Methods: This prospective clinical trial included 59 patients evaluated at our institution's sleep laboratory. Concurrent PSG and SNAP testing was performed for 1 night on each patient. Independent, blinded readers at our institution and at an outside-accredited institution read the PSG data, and 2 independent, blinded readers interpreted the SNAP data at SNAP laboratories. The apnea-hypopnea index (AHI) was used to compare the 2 testing modalities. The correlation coefficient, receiver operating characteristic curve analysis, and the Bland-Altman curves, as well as sensitivity, specificity, inter-reader variability, positive predictive value, and negative predictive value, were used to compare SNAP and PSG.
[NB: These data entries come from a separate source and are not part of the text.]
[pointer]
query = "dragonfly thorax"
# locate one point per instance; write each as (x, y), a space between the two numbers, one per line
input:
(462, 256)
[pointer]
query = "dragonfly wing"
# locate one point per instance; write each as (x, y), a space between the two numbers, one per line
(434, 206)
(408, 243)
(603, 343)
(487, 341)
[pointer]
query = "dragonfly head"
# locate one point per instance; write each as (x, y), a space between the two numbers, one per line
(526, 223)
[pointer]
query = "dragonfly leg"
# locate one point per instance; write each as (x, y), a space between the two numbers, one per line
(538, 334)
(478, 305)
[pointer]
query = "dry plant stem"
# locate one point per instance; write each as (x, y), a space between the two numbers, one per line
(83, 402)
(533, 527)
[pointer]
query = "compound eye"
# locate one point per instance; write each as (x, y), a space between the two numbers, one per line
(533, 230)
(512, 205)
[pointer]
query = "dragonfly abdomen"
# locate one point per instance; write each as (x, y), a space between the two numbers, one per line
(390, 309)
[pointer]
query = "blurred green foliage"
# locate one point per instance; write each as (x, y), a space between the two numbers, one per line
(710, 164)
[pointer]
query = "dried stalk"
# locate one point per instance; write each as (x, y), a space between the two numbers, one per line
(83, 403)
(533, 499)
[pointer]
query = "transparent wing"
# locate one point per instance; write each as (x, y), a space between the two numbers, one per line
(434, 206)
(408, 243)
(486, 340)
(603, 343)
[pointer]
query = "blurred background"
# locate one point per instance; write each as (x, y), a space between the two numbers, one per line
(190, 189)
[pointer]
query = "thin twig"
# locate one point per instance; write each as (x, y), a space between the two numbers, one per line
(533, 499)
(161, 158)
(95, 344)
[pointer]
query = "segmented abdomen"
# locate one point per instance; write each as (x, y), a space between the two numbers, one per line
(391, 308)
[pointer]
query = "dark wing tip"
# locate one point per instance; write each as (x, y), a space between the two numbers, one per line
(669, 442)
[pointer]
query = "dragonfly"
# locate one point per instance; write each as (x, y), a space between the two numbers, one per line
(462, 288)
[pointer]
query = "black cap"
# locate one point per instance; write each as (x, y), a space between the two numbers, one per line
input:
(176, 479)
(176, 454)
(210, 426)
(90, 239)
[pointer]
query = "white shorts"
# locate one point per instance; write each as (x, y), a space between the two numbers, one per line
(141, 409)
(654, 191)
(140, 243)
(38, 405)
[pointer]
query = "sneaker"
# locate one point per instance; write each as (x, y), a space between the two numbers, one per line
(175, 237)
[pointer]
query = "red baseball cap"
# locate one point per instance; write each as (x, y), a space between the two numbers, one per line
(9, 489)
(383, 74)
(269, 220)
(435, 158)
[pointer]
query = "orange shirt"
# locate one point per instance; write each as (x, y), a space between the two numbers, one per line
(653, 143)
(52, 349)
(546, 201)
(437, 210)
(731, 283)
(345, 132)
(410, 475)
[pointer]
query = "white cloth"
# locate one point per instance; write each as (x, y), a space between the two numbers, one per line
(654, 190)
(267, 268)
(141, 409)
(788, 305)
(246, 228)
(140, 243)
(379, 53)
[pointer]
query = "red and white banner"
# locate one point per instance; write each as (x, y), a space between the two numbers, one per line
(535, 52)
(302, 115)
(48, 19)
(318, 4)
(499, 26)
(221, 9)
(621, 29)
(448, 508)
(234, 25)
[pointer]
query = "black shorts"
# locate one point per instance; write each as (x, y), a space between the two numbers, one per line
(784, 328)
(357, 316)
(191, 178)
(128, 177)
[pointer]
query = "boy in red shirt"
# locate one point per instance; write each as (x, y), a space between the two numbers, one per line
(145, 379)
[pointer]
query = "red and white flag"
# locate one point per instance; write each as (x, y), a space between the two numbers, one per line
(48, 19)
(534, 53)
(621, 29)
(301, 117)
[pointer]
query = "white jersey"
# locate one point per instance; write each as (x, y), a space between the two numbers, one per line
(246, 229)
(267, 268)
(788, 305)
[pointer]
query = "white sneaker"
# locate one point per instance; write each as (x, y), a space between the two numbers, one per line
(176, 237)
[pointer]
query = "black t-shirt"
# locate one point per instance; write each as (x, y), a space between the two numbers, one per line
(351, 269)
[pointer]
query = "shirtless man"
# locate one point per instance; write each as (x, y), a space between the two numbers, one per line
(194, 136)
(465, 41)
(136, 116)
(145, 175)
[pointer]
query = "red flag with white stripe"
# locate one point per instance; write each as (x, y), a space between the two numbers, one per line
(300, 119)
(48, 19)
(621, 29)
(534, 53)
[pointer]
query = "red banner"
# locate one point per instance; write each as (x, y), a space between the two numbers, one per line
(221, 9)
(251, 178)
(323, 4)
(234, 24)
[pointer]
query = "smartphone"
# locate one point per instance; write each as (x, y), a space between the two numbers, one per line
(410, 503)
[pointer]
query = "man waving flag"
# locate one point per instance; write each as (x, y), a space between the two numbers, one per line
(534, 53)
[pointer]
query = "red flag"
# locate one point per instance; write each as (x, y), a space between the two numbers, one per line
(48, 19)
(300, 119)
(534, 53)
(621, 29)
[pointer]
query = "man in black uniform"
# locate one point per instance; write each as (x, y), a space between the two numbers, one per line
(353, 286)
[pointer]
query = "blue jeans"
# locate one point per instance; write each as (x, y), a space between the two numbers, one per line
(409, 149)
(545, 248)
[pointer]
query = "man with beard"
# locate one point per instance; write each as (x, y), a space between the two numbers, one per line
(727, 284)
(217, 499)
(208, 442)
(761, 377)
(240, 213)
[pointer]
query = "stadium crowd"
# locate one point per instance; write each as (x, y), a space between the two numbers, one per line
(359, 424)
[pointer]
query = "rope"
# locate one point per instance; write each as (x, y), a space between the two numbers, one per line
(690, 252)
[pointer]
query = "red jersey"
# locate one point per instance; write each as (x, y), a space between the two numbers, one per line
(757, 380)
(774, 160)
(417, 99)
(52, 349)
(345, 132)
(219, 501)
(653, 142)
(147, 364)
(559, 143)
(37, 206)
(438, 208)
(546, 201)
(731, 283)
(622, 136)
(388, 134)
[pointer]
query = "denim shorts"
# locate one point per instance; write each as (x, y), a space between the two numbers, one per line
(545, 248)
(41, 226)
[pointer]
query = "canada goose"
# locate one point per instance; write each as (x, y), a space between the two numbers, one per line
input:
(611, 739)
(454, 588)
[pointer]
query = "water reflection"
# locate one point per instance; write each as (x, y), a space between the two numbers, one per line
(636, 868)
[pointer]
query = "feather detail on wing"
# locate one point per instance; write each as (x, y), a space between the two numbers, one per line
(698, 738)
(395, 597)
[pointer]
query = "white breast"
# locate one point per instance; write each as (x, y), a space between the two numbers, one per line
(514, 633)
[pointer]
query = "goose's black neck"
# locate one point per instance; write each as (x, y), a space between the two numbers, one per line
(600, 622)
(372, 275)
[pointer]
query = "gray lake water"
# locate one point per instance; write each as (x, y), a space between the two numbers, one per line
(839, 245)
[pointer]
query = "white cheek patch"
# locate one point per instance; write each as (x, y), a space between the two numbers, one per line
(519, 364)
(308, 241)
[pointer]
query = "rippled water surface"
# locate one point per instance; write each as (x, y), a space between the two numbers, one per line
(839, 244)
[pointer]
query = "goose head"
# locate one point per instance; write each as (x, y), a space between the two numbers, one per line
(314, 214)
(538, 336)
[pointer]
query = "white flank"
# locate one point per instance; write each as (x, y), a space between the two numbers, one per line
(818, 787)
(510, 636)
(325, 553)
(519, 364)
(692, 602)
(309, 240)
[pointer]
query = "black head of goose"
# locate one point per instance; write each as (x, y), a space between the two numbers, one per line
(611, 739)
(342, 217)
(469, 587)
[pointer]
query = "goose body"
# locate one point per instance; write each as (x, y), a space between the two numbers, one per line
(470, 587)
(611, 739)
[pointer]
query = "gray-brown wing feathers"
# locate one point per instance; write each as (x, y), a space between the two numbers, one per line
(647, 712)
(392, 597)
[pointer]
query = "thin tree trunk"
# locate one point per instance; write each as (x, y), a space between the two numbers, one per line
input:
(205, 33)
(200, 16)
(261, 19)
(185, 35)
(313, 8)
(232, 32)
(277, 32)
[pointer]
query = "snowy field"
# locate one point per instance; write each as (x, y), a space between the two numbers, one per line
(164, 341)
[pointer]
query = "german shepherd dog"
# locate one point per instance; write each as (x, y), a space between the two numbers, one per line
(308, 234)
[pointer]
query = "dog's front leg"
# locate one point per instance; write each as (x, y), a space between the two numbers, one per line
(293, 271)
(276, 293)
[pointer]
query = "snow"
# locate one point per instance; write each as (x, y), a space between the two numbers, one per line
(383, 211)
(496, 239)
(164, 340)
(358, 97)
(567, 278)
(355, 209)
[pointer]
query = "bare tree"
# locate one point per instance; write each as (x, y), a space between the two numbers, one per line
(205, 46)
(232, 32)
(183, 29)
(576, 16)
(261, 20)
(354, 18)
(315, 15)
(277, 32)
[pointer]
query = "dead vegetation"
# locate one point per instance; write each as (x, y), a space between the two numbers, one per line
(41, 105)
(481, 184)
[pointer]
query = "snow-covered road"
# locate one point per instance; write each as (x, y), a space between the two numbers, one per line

Results: There is a definitive, statistically sound correlation between the AHIs determined from both PSG and SNAP. This relationship holds true for all measures of comparison, while displaying a concerning, weaker correlation between the different PSG interpretations.
Conclusions: There is a convincing correlation between the study-determined AHIs of both PSG and SNAP. This finding supports SNAP as a suitable alternative to PSG in identifying OSA, while accentuating the inherent variation present in a PSG-derived AHI. This test expands the diagnostic and therapeutic prowess of the practicing otolaryngologist by offering an alternative OSA testing modality that is associated with not only less expense, decreased waiting time, and increased convenience, but also statistically proven accuracy.